映画の感想文を中心に、好き勝手なことを語っていきます。

「阿弥陀堂だより」

2012-06-09 22:33:50 | 映画の感想(あ行)
 2002年作品。これはひょっとして、浄土宗のPR映画ではないのか。舞台が阿弥陀仏への信仰が盛んな長野県の山村で、浄土宗の教義に則っていると思われる妙に達観したセリフやモノローグが頻繁に挿入される。そもそも、都会生活に疲れた中年夫婦が山里に引っ越して生きる望みを取り戻すというストーリー自体が図式的だ。

 しかし、それらマイナス要因を勘案しつつも、この映画は抗しがたい魅力に溢れている。たとえば、寺尾聰扮する主人公が村の広報誌の配達を兼ねて老人達(俳優ではなく素人)に話を聞く場面はドキュメンタリー映画の装いだが、それが決して不自然に見えないのは、ドキュメンタリー的シチュエーションをフィクションである本編が引き込んでいるためである。



 決してフィクション側が“自然な作劇”におもねってドキュメンタリー手法を取り入れているのではない。言い換えれば、ドキュメンタリー的展開をも作劇の一要素にしてしまう作者の度量とテーマの普遍性が“特定の宗教からのバックアップ”という外見性や展開の作為性を完全にカバーしているのだ。

 このように作者の素材への理解度が核心を突いていれば、あとは安心してこの作品の雰囲気を楽しめる。“癒やし”という言葉は好きではないが、この映画はエクステリアも内装も観ていて実に“癒やされる”。美しい山里の風景と着実に“今を生きている”登場人物たちの佇まいは世知辛い日々に追われる我々にとって格好の清涼剤になるのは確か。劇中で時おり紹介される「阿弥陀堂だより」のフレーズも心に滲みる。

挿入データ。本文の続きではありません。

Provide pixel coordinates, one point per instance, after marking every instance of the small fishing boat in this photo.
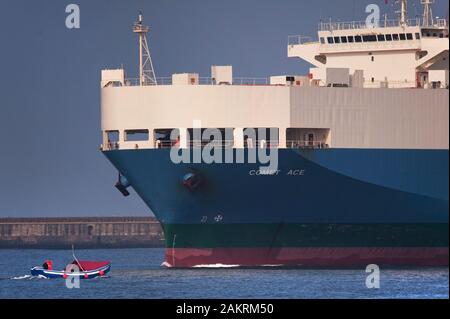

 キャスト面では阿弥陀堂のおうめばあさんを演じた北林谷栄が神業的な存在感を見せ、主人公の妻を演じる樋口可南子がノーブルな美しさで観る者を魅了する。喋ることの出来ない少女を演じ、その年度の新人賞を総なめにした小西真奈美のパフォーマンスは万全。加古隆の音楽もいい。黒澤明の遺稿による「雨あがる」で世に出た小泉堯史監督は、この二作目で独自の作家性を獲得したように見えた。